December 2011
My old picture book lies open at a full-page illustration of a woodcutter dragging a fir tree through the snow.
It is a tree for Christmas and his back is bent against the force of a storm, his warm scarf blowing in the wind.
The scene looks cold, the whiteness not diminishing the dark and gloom, but it is the one I first remember when I think of Christmas trees.
Of course, the next page of the story goes on to describe the warm scene in the simple log cabin when the tree is finally inside and decorated, but I have no special memory of that.
Fir trees and Christmas, the two go together, but only if you’re in the Northern Hemisphere. The closest we ever got to dragging our own fir tree through the snow was years ago when we’d gone to visit our daughter and her husband at Whistler Mountain near Vancouver, Canada and we brought in a tiny branch that fallen onto the snow. I
t was quite enough for the four of us and it was the real thing, or at least part of one, and a few decorations quickly turned it into a true Christmas tree.

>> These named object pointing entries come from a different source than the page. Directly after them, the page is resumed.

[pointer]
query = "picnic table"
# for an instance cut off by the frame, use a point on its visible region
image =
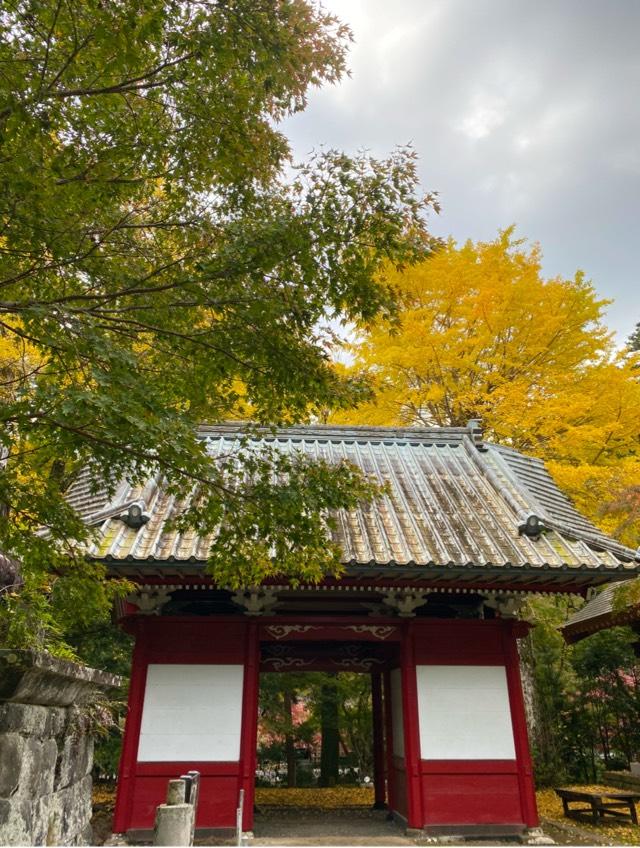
(602, 803)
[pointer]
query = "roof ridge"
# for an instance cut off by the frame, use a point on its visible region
(340, 432)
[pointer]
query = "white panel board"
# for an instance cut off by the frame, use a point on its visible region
(464, 713)
(396, 712)
(191, 712)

Why does it have to be a fir tree?
According to legend it was in the Middle Ages that the patron saint of Germany,
St. Boniface, declared the fir tree to be holy, after he discovered one growing from the base of an oak tree he had already chopped down in order to prevent a pagan sacrifice from being carried out under its branches.
Later Prince Albert was supposed to have brought the custom to England when he married Queen Victoria and so it goes on till this day.
But actually, long before that, greenery was brought into the home by the ancient Egyptians at the time of the winter solstice, a practice also followed by the Romans and Druids, possibly to symbolize life after death or perhaps simply to provide hope about the still distant spring.
Here in Australia firs are in short supply so the pine has taken over as the tree of the season. But not always.
I still have very strong and warm memories of my childhood Christmas tree. My father had made one from a slender forked branch of a gum tree. He had painted it white, with silver for the two hanging bunches of gumnuts.
A few sparkling decorations hung from the branches, and that was it: an ikebana Christmas tree, so simple yet so beautiful.
It sat on a glass table in front of a mirror and its reflection reached throughout the room.
It could be brought out year after year and its magic never faded, perhaps because it had become such a family tradition.
Most families have built their own traditions around Christmas trees, the size and the shape, whether real or synthetic, the types of decorations, the ceremony that occurs with the dressing of the tree, maybe culminating in the placing of an angel or other symbolic decoration on top, perhaps with carols playing in the background.
Others may take a far more simple approach, but in most homes the tree becomes a centre of Christmas.
Some green-fingered individuals are lucky to be able to grow their own living trees, bringing them inside for the Christmas season and admiring how well they have survived the year in a pot on a patio, but more seem to succumb than survive.
There are Christmas tree farms, like a couple that used to be in the Kangaloon area, where you can go and cut down your own tree. Wandering through the plantation and choosing just the right one to suit your own special requirements can induce a feeling that you’re following in a much older tradition, more like the woodcutter in the northern European forests.
Often it is the aroma from the pine tree that immediately evokes the Christmas season.
As soon as it is brought indoors that familiar smell wafts through the house; it, as much as the sight of the tree, reminds all that Christmas will soon be here and excitement begins to mount noticeably.
But Christmas comes and goes and it is after Christmas that the tree is no longer quite so wonderful.
The needles begin to drop all over the floor and it is time to take it down, which somehow always seems to take much longer than putting it up. Then comes the problem of what to do with the now old Christmas tree.
One of our visitors to Kangaroo Valley once whittled the trunk down and made it into a walking stick, so his tree will stay with him long after Christmas.
Normally however, the disposal marks, without any mistake, the finality of the fact that Christmas is over for yet another year.
Last weekend we were having dinner with the family when the rainforest around the BBQ became alive with the blinking lights of dozens of fireflies.
They flittered around all the trees, which looked as though they had been strung with tiny Christmas lights.
It was a signal that once again it is time for us to go and find our tree for Christmas.